Gina had never fully understood why Meena had been moved to the state orphanage, but she did know that no one wanted their child in that place. Might Rani be moved as well? Could she also disappear?
The e-mail had wiped from her mind her distress over the lost four hundred and ten dollars, as well as the unproductive conversation with Alec at the Sea Tern Inn, where she’d looked like an ignorant fool as she tried to answer his questions about the lighthouses in the Pacific Northwest. It even, if only for a moment, made her forget what he’d said about the missing panel and her fear that that very panel might turn out to be the part of the lens she needed.

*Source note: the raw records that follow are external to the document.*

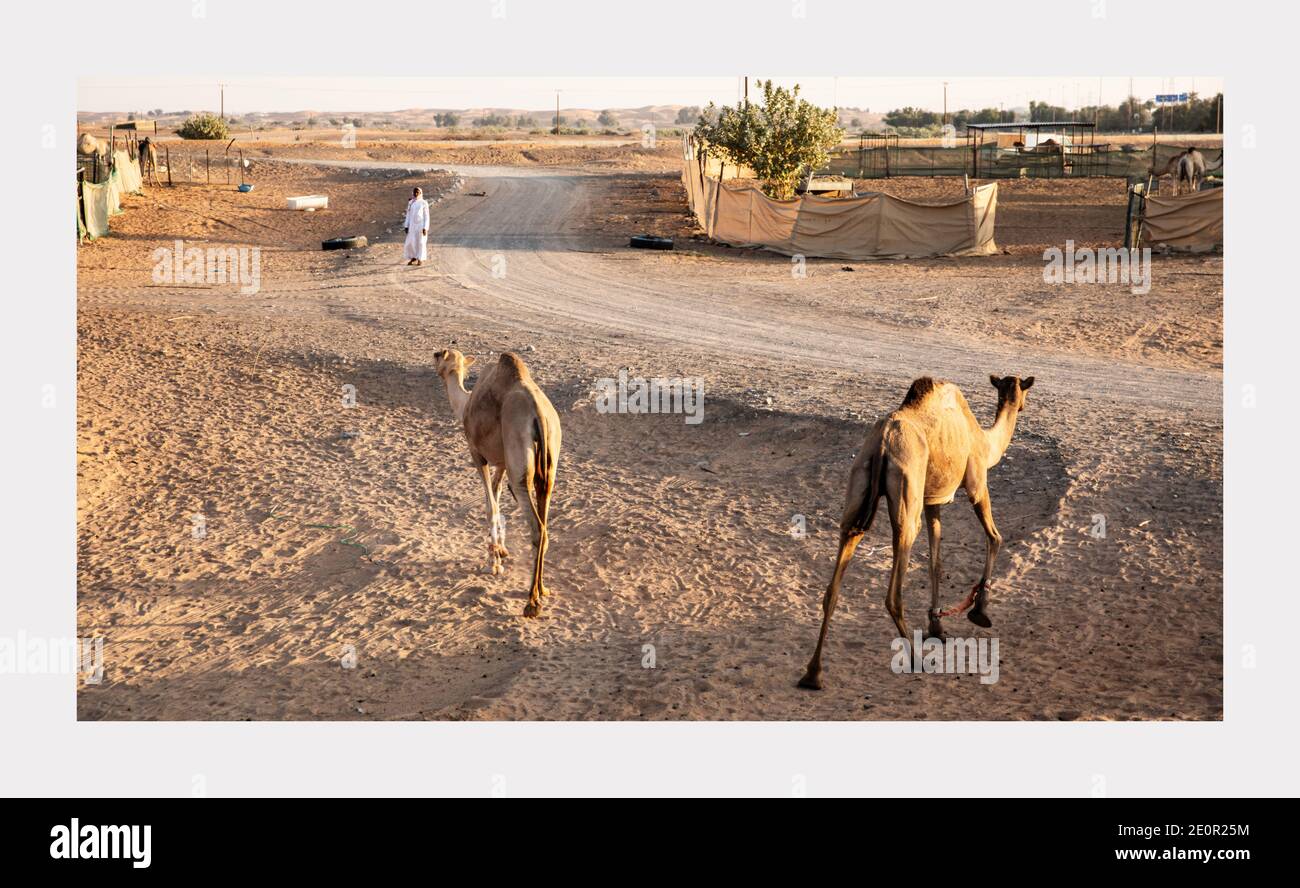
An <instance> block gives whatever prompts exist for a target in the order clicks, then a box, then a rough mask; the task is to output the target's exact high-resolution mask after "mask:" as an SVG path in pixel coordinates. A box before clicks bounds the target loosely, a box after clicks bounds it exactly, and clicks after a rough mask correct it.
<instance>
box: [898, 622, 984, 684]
mask: <svg viewBox="0 0 1300 888" xmlns="http://www.w3.org/2000/svg"><path fill="white" fill-rule="evenodd" d="M911 634H913V640H911V642H909V641H907V638H901V637H900V638H894V640H893V641H892V642H891V644H889V650H892V651H893V658H892V659H891V660H889V668H891V670H892V671H893V673H894V675H911V673H914V672H918V673H919V672H923V673H926V675H961V673H966V675H979V683H980V684H997V677H998V667H997V663H998V655H997V638H957V637H948V638H943V640H940V638H924V640H922V633H920V629H915V631H914V632H913V633H911Z"/></svg>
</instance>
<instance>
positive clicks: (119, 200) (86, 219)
mask: <svg viewBox="0 0 1300 888" xmlns="http://www.w3.org/2000/svg"><path fill="white" fill-rule="evenodd" d="M142 186H143V181H142V179H140V166H139V164H138V163H136V161H134V160H131V159H130V156H129V155H127V153H126V152H125V151H116V152H113V172H112V173H110V174H109V177H108V181H107V182H101V183H100V185H95V183H94V182H82V185H81V189H82V208H83V211H85V216H86V224H85V234H86V235H88V237H90V238H91V239H94V238H101V237H104V235H105V234H108V220H109V217H112V216H117V215H118V213H120V212H122V195H123V194H138V192H139V191H140V189H142ZM81 233H82V231H81V229H78V234H81Z"/></svg>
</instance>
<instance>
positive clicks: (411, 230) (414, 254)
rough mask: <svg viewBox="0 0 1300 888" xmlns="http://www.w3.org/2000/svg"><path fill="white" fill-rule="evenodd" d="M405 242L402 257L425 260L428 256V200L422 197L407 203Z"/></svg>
mask: <svg viewBox="0 0 1300 888" xmlns="http://www.w3.org/2000/svg"><path fill="white" fill-rule="evenodd" d="M406 228H407V242H406V246H404V247H402V257H403V259H419V260H421V261H422V260H425V259H428V257H429V250H428V241H429V235H428V230H429V202H428V200H425V199H424V198H420V199H415V198H412V199H411V203H408V204H407V221H406Z"/></svg>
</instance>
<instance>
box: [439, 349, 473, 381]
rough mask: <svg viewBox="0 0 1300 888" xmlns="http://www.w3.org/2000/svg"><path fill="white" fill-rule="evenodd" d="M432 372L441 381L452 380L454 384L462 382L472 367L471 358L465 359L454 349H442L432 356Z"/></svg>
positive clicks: (465, 358) (464, 358)
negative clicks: (470, 368) (434, 374)
mask: <svg viewBox="0 0 1300 888" xmlns="http://www.w3.org/2000/svg"><path fill="white" fill-rule="evenodd" d="M433 360H434V361H437V363H435V364H434V371H435V372H437V373H438V376H441V377H442V378H443V380H452V381H455V382H464V381H465V373H467V372H468V371H469V368H471V365H473V363H474V359H473V358H465V356H464V355H461V354H460V352H459V351H456V350H455V348H442V350H441V351H435V352H434V354H433Z"/></svg>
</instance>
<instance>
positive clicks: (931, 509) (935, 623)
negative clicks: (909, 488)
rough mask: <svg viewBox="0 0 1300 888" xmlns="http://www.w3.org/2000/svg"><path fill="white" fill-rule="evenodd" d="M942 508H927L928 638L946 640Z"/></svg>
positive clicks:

Closing her eyes, she rested the e-mail on her chest. She used to be an active member of the Internet group, but she could no longer commiserate with those parents. She had become a silent lurker, reading their messages but never responding or posting any news of her own. She could no longer turn to them for advice or sympathy. She had taken a path they would never approve of, and she could not let them know.
And now it seemed that her only hope to get Rani lay in the secrets of Bess Poor’s diary.